"Resolutions" for the body
Be kind to yourself
‘Tis the season. My social media is ready to be filled with people committed to eating, exercising, and “caring” for their bodies better in 2023.
People want to be “healthier”; Christians want to be better “stewards” of their bodies. But lean in, listen hard and you’ll hear it: I want to look different. (Men, of course, are a little behind on the cultural body pressure, so for them, it’s still okay to just say “I want to lose weight.”)
We make ourselves feel better about our desire to be thinner by telling ourselves it’s about health. And it’s not. I know this because of how many of us would answer these questions:
what if you could be healthier, but you would need to gain ten pounds?

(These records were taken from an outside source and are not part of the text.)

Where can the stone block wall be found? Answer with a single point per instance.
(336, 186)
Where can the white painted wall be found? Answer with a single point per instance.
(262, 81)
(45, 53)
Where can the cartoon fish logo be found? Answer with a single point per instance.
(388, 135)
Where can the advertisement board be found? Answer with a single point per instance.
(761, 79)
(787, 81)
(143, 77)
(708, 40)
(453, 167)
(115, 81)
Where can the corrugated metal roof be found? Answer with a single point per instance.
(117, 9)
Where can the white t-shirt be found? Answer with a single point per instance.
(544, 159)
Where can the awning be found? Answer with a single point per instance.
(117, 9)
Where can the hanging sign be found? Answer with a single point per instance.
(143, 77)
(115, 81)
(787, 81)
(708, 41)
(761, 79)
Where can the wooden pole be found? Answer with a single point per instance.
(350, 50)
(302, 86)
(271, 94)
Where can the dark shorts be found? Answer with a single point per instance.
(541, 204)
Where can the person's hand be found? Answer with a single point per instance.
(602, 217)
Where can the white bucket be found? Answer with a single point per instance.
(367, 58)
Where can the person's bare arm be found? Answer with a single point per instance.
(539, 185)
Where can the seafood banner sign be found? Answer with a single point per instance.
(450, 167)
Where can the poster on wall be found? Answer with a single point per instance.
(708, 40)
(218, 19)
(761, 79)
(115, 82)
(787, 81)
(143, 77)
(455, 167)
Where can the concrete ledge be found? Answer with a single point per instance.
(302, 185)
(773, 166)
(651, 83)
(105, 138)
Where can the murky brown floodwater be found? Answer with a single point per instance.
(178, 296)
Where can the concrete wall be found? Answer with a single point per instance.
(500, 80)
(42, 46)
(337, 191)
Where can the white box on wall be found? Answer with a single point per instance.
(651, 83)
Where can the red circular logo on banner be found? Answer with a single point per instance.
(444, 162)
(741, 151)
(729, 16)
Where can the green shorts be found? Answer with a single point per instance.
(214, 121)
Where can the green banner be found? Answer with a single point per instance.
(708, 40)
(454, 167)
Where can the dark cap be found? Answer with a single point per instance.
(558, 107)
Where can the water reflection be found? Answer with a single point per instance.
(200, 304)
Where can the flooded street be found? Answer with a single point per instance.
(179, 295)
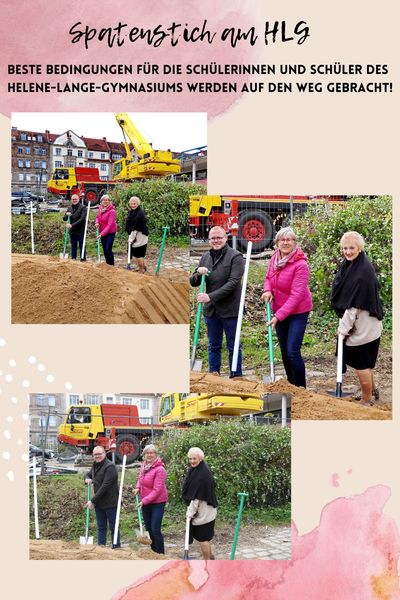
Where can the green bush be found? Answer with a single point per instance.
(320, 230)
(242, 456)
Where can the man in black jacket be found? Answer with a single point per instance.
(224, 268)
(104, 477)
(76, 226)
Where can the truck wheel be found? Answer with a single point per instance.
(127, 444)
(255, 226)
(92, 196)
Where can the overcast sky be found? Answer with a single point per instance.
(175, 131)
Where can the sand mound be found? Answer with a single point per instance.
(50, 290)
(59, 550)
(305, 405)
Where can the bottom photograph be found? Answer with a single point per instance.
(159, 476)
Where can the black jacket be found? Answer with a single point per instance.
(223, 284)
(105, 482)
(77, 219)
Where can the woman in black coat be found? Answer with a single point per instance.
(198, 493)
(136, 227)
(76, 226)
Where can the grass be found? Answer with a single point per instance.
(319, 340)
(61, 502)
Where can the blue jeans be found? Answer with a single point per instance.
(216, 326)
(75, 239)
(104, 515)
(107, 243)
(152, 516)
(290, 334)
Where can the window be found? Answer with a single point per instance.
(40, 400)
(92, 399)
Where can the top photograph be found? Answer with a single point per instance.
(292, 299)
(99, 215)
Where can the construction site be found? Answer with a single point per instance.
(251, 223)
(253, 524)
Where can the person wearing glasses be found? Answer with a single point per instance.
(286, 286)
(224, 268)
(104, 477)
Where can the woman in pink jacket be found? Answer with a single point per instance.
(286, 287)
(107, 224)
(153, 495)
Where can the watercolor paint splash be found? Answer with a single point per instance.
(56, 48)
(353, 554)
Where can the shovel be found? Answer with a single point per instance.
(338, 393)
(86, 539)
(98, 246)
(142, 535)
(187, 531)
(271, 377)
(242, 496)
(195, 365)
(64, 254)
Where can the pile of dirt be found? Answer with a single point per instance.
(50, 290)
(59, 550)
(306, 405)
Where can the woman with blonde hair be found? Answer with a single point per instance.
(136, 227)
(355, 299)
(286, 286)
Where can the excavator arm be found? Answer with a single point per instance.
(150, 163)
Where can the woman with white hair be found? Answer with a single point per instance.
(153, 495)
(286, 287)
(136, 227)
(107, 225)
(198, 493)
(355, 299)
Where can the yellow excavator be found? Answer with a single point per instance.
(149, 162)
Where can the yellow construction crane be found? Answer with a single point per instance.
(150, 162)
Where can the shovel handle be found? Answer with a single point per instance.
(140, 516)
(270, 340)
(87, 510)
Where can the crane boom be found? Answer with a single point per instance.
(150, 163)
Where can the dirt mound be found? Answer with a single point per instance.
(305, 405)
(50, 290)
(59, 550)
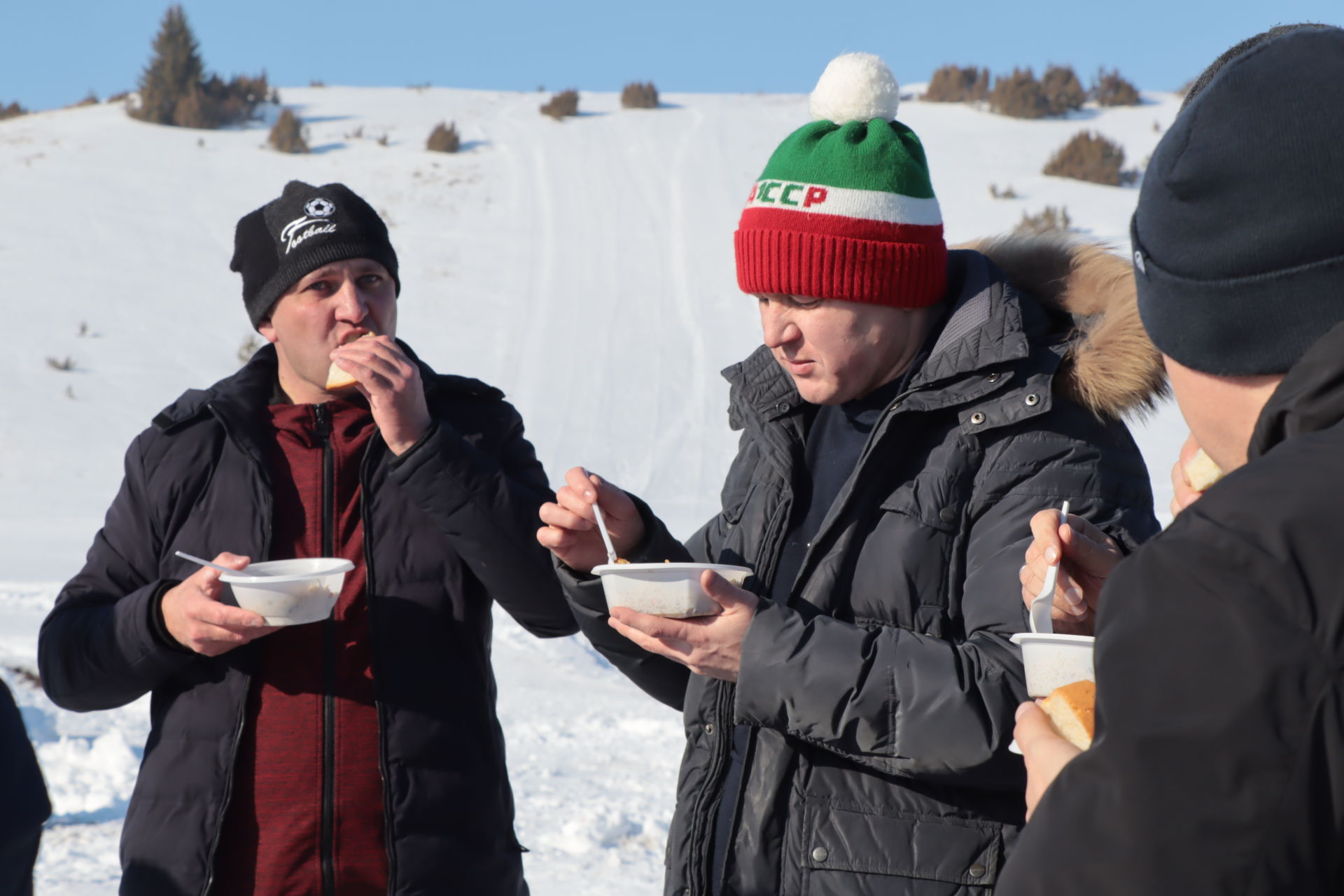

what if you could lose 25 pounds in a couple of months, but it would come with the potential side effect of increasing your risk for cancer down the line?
what if you got a painless, symptom-free, virus that resulted in losing 5 pounds in a week?
These kinds of scenarios (which are very real) force us to show our hand. We want thinness, not health. We want to control how our bodies look, not steward them.
Of course we do. We’ve been programmed our entire lives to believe that bodies are for looking at. If I ask you what you love about your body, (or what you hate about your body), what comes to mind? I’m guessing it’s more likely to be a part that you like (or don’t like) how it looks. (I doubt any of us thought of the amazing way our bodies distribute water to our cells.)
But bodies are for living in, not looking at.
Judging your body’s performance by how it looks is like judging a car’s performance by what color it is.